Ginevra shook her head sadly. She desperately missed Isobel. Even Robert and Robert Junior - although the son had been following in the footsteps of his father and turning out to be a right stick in the mud, as far as she was concerned. And here was Minerva, carrying not only the weight of her loss, the responsibility for her young brother, the expectations of the wizarding world, but had suddenly come into the inheritance of an entire pureblood estate - even though the poor girl had never so much laid eyes on a single member of the Borthwick family, other than her mother. Not even the maternal great-grandmother she'd been named for.

She held out her arms and the tall young woman stumbled up and around the table. Minerva fell to her knees and buried her head in the older woman's lap, sobbing like a small child as fingers carded soothingly through her ebony hair.

##

June 1970: The Burrow

Molly Weasley choked on her tea. "Uh, pardon?"

"Married, Molly." Minerva smiled indulgently. "It's about time I settled down, don't you think?"

"But, er…" Molly thought furiously. Minerva had never been told about the pale blue thread in her aura. Isobel, her mother had said, had wanted to wait until Minerva was eighteen, but had died before she'd had the chance to tell her, and Ginevra had never found the right opportunity either. Molly had always been intimidated by the tall, stern witch that her mother thought of as a niece. A war hero, the leading world authority on transfiguration, a political powerhouse that had campaigned successfully for the rights of women - and she'd been Minerva's student at Hogwarts, for Merlin's sake - how was she supposed to tell her that her impending nuptials were an exercise in futility?

"Congratulations are generally offered at this point," Minerva observed wryly. "Are you shocked because Amelia is a woman? It is the seventies, you know."

"N-no, of course not!" Molly defended, slightly outraged. "They got rid of that stupid law denying marriage to same-sex couples five years ago. Not that any such law should have existed in the first place!" She took a deep breath. "It's nothing like that at all. Amelia's a lovely woman."

"But?" Minerva put her teacup down and leaned forward a little, raising an eyebrow. "What is it, then? Is it about your mother's cottage? Because we're not going to live there - we're going to buy a house in Hogsmeade."

"My mother gave you that cottage, Minerva, and you may do with it as you please! It's not as though I or the boys will ever use it; for one, there's not nearly enough rooms for Arthur and I!" She patted her belly.

Minerva choked slightly. "Another one?"

"Number three!" Announced Molly proudly.

"Hopefully a girl this time! Ginevra will roll in her grave if after marrying Arthur AND taking his name, you have a gaggle of all boys!"

Molly laughed. "Wouldn't she? But we'll just be happy if it's healthy."

"And that was a lovely distraction, by the way. Why are you hesitant about my marrying Amelia Bones?" Minerva wielded the conversation with skilful precision right back to the topic at hand.

Molly sighed. Why had this all been left at her feet? "Do you love her?" She asked in a rush.

"What kind of question is that? Of course I do!
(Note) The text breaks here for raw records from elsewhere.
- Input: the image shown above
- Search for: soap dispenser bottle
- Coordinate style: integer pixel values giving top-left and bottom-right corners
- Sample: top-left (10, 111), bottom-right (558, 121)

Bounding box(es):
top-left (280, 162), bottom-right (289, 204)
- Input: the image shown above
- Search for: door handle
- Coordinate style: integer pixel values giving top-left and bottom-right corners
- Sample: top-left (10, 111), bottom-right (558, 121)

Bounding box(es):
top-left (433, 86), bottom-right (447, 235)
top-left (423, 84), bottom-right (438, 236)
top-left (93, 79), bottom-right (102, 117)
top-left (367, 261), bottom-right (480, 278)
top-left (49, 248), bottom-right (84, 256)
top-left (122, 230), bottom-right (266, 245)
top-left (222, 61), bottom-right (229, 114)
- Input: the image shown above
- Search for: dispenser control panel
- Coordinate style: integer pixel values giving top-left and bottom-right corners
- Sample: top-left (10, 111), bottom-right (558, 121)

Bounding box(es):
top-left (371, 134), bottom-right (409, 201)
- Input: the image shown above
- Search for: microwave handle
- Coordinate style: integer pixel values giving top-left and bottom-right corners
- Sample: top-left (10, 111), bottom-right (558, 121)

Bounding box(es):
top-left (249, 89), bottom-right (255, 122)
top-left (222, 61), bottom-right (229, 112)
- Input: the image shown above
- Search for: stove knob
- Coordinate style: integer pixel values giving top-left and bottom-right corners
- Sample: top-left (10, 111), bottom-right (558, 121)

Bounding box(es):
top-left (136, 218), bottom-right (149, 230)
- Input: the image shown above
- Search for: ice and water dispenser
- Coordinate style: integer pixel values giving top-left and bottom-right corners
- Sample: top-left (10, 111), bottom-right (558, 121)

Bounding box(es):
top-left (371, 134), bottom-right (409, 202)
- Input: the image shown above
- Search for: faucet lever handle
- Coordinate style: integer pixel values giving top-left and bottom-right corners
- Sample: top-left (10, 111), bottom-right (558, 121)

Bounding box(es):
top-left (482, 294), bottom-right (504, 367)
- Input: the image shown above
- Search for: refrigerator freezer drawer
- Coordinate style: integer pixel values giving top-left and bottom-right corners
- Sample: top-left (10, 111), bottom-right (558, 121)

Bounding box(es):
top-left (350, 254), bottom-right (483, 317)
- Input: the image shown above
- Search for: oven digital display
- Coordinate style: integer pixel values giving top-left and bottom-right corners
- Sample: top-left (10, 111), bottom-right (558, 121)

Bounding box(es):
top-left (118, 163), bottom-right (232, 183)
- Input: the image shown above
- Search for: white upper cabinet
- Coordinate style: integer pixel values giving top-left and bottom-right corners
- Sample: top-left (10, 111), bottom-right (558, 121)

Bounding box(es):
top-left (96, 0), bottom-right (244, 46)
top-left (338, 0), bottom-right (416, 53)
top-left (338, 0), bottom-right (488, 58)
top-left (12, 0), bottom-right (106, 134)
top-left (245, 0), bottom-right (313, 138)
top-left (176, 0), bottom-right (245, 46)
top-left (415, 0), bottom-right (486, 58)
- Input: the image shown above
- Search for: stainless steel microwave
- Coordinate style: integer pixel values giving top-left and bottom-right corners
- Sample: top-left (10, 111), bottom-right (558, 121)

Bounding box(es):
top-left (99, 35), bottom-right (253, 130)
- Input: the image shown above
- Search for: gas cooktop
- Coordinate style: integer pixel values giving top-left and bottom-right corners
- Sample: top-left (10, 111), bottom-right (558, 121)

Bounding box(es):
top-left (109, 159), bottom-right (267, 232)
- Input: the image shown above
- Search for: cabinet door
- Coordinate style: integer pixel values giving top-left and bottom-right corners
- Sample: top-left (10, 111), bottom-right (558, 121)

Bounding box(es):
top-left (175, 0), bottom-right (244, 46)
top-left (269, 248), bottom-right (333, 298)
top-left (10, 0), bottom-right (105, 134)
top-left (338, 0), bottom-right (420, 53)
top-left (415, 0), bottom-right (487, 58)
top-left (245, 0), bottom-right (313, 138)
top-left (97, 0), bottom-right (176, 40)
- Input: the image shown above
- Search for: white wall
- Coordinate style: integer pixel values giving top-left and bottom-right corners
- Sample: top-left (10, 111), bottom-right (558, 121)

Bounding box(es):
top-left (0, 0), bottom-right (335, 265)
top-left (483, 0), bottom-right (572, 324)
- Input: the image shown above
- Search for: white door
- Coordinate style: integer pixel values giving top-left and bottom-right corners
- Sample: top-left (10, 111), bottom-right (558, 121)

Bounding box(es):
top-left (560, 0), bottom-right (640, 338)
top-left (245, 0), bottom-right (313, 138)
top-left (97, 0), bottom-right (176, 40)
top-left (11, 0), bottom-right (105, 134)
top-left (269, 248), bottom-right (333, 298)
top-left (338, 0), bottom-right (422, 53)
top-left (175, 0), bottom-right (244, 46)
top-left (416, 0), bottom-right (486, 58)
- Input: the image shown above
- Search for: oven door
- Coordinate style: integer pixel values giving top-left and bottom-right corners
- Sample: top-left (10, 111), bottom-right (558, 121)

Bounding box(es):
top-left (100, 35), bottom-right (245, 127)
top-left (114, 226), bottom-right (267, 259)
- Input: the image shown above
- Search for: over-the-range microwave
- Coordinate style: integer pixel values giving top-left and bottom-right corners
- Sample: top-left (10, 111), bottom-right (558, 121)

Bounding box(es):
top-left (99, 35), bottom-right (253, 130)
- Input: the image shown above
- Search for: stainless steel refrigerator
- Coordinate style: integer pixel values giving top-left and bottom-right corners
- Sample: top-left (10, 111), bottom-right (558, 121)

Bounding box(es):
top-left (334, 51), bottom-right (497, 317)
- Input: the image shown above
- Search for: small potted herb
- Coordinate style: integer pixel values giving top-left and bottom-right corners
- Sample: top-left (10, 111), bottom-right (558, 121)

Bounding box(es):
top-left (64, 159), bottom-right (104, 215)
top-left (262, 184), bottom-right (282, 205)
I'm marrying the woman!" Minerva was rightfully indignant.

Molly gulped and bit the bullet. "Youhaveasoulmatethread."

Minerva eyes widened impossibly. "What?" Then she began to laugh. "Oh, Molly," she managed at last. "I can assure you, I do not have a soulmate. A lot of people have seen a lot of things in my aura, but never a soulmate thread!"

So Molly told her what their mothers had done. "It's still pale," she finished. "Whoever he is, he still hasn't been born yet."

Minerva looked at her in sheer disbelief for long moments before anger began to glint in her gaze.

"I… I'm forty-five years old!" She spluttered indignantly. "I'm getting married! How could… when were… why…" she stood. "You know what?" And she apparated with a crack; a whirl of black robes and furious green eyes.